At the begginning I'd like to sorry for the long intro, but I think it helps in fully understanding the problem. Of course the math problem is much shorter, so if you are not interested in the full story, just skip to Math problem header.
Story
I recently got my AtMega32. I started creating some example circuits and I think I found a cool math problem.
So, lets start with how does button input work. Button is a very simple part, it just physicaly connects its pins if its pressed. From the software side, I can check if a given pin of microprocessor is currently powered. So basicaly, if I want to test if the given button is pressed, I just connect vcc (power) to one button pin, and the other button pin to one of the processor pins.
Now when I want to test if btn1 is presed I just check if pin1 is powered. Simple enough?
Okay, lets move further. If I have let's say 3 buttons, I have to connect each one to another pin, just like I did with first one:
Now it seems that if I want to connect N buttons, I need N pins on microprocessor, right?
Actually not.
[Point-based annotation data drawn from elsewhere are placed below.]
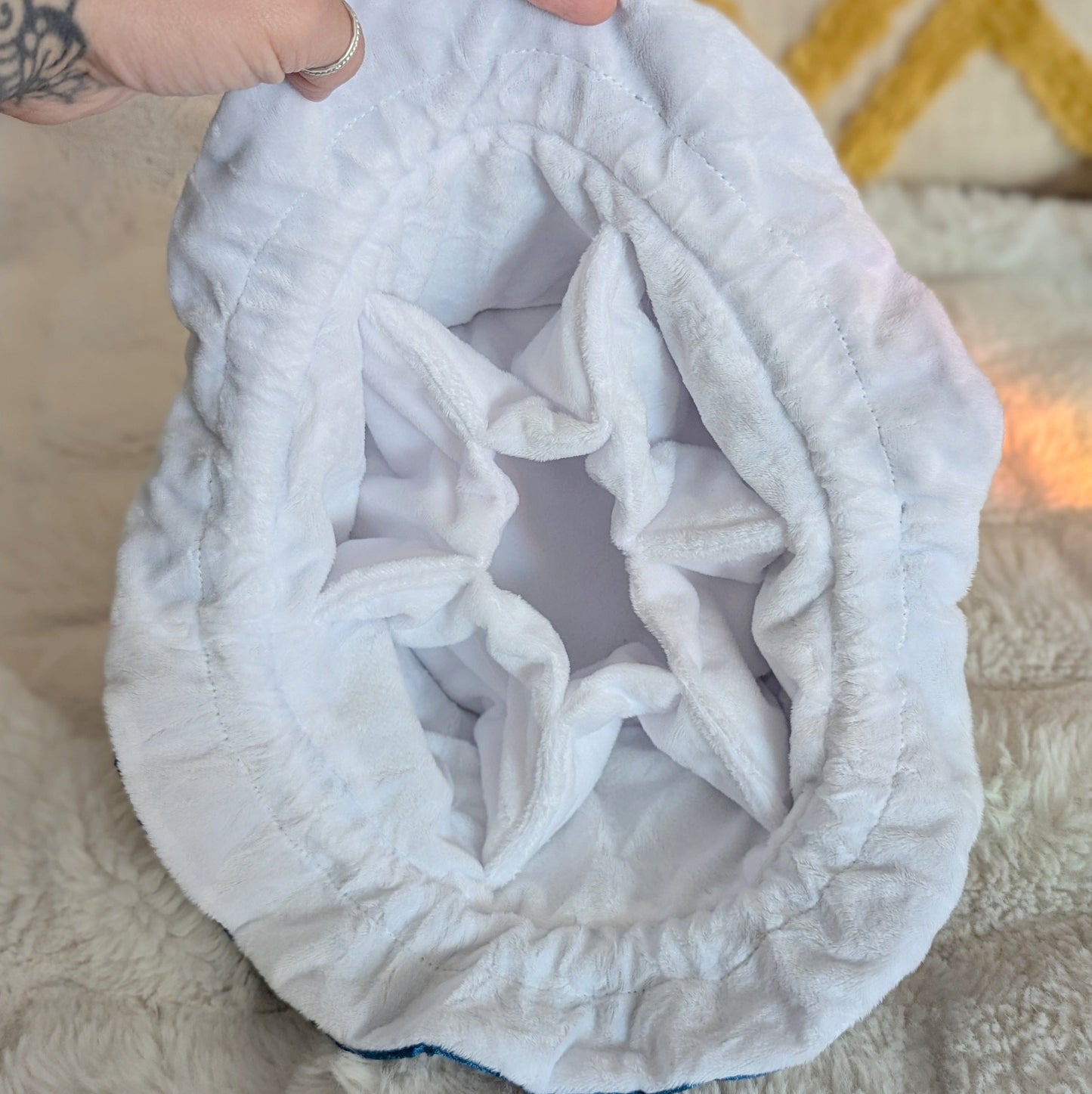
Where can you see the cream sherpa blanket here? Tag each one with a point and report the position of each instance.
(113, 983)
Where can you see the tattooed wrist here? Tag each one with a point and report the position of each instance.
(42, 51)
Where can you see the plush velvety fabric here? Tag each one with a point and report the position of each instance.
(539, 639)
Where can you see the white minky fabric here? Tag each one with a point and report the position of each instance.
(113, 983)
(540, 637)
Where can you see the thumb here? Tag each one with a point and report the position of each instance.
(323, 34)
(587, 12)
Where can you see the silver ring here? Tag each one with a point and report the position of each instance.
(350, 53)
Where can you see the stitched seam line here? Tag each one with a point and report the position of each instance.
(780, 237)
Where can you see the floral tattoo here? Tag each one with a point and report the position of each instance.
(42, 48)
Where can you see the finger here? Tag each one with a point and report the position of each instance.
(327, 36)
(586, 12)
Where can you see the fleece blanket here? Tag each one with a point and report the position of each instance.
(539, 640)
(114, 983)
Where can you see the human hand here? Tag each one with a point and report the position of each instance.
(66, 59)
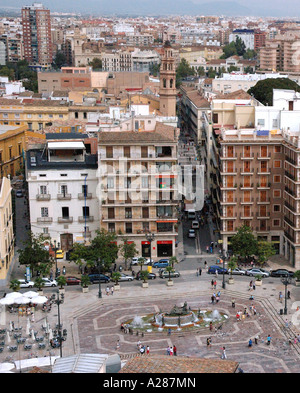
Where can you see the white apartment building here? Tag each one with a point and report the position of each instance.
(62, 184)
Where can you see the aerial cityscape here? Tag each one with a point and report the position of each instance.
(150, 189)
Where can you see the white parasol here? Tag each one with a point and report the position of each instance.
(30, 294)
(39, 300)
(22, 300)
(7, 301)
(12, 295)
(8, 338)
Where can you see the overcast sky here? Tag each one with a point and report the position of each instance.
(262, 7)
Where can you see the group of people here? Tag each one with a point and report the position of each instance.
(171, 351)
(143, 349)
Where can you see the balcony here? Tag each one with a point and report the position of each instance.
(65, 220)
(43, 220)
(86, 219)
(43, 197)
(64, 197)
(82, 196)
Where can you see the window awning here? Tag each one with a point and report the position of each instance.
(65, 145)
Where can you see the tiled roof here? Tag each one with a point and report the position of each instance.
(177, 364)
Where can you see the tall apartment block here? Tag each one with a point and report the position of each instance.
(37, 35)
(138, 187)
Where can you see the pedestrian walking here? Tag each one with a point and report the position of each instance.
(175, 350)
(223, 355)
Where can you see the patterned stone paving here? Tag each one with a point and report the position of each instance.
(99, 329)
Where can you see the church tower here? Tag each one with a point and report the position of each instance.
(167, 89)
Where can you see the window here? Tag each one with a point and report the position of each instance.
(261, 122)
(65, 212)
(277, 164)
(277, 193)
(276, 223)
(43, 190)
(44, 212)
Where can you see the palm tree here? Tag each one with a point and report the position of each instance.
(141, 262)
(14, 285)
(232, 264)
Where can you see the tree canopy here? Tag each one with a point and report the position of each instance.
(263, 90)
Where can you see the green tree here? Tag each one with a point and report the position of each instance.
(201, 71)
(35, 255)
(128, 251)
(14, 285)
(243, 243)
(232, 264)
(103, 250)
(263, 90)
(264, 251)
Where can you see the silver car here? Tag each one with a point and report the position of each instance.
(126, 277)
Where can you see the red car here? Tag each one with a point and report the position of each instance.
(73, 281)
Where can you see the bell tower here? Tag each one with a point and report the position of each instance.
(167, 88)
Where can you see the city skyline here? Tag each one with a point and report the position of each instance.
(266, 8)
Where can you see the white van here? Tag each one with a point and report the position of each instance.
(191, 214)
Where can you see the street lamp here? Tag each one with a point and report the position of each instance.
(58, 300)
(55, 250)
(99, 293)
(223, 283)
(286, 281)
(150, 237)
Another cool feature of microprocessors is that they can set power to some of the pins which are defined as outputs. So, let's say I need 6 buttons. It seems that I need 6 free pins, but I'm able to connect it using only 5. How? This circuit demonstrates:
Okay, I have to grant it, I'm a bad drawer. But, I hope I can explain it somehow. Firstly, Red pins are outputs, Green pins are inputs. Darker and Lighter cables don't cross. At first, I power up pin6, and check all inputs 1-3. Then I switch the power to pin7 and again I check all inputs 1-3. Now, programmers would know how it works, this is pseudo-code:
output: boolean buttons[6];
o = 0;
while (o < outputNumber)
{
setPowered(o);
i = 0;
while (i < inputNumber)
{
if (isPowered(i))
buttons[outputNumber * o + i] = true;
else
buttons[outputNumber * o + i] = false;
}
setUnpowered(o);
}
Now in the array buttons I have states for each of 6 buttons, using only 5 pins (3 in, 2 out)! Of course, I could use 3 outputs and 2 inputs, same technique. For this math problem lets assume the processor has infinte speed, so the number of iterations is not important.
Let's also say that I can't connect any button to VCC directly, so to have 3 buttons I need 4 pins (3 in, 1 out, instead of 3 in all connected to vcc).
Now my problem is: How many pins do I need to connect N buttons?
I came up with:
Math Problem
We have given sequence defined as:
$$a_n = minimal\;(a+b)\;where\;a*b\ge n$$
where $a,b,n \in \mathbb{N}; a,b,n \gt 0$
How to easily calculate N-th element of that sequence? For example, what is $a_{1000}$?
First elements are (assuming $a \ge b$):
- $a_1 = 2$, a = 1, b = 1
- $a_2 = 2$, a = 1, b = 1
- $a_3 = 3$, a = 2, b = 1
- $a_4 = 4$, a = 2, b = 2
- $a_5 = 5$, a = 3, b = 2
- $a_6 = 5$, a = 3, b = 2
- $a_7 = 6$, a = 3, b = 3
- $a_8 = 6$, a = 3, b = 3
- $a_9 = 6$, a = 3, b = 3
- $a_{10} = 7$, a = 4, b = 3
Suppose we have $k$ pins and want as many buttons as we can get with that many pins. As a function of $a$ that is $ab=a(n-a)$ buttons, and the graph of this is parabola with maximum at $a=k/2$.
So if you have an even number of pins, the optimal number of buttons is reached by selecting $a$ and $b$ to be equal (half of the pins). If there's an odd number of pins, you get the same maximum result for $a=\frac{k-1}{2}, b=\frac{k+1}{2}$ or vice versa.
Therefore, if you desire $n$ buttons, then $2\lceil \sqrt{n}\rceil$ pins will certainly do, where $\lceil\sqrt n\rceil$ is the square root of $n$ rounded up to the nearest integer. $2\lceil \sqrt{n}\rceil-2$ will be too few, but $2\lceil\sqrt n\rceil-1$ might work.
It's not too difficult to derive a formula that tells you exactly when to subtract 1 and when not to, but it's simpler and less error-prone simply test whether it works.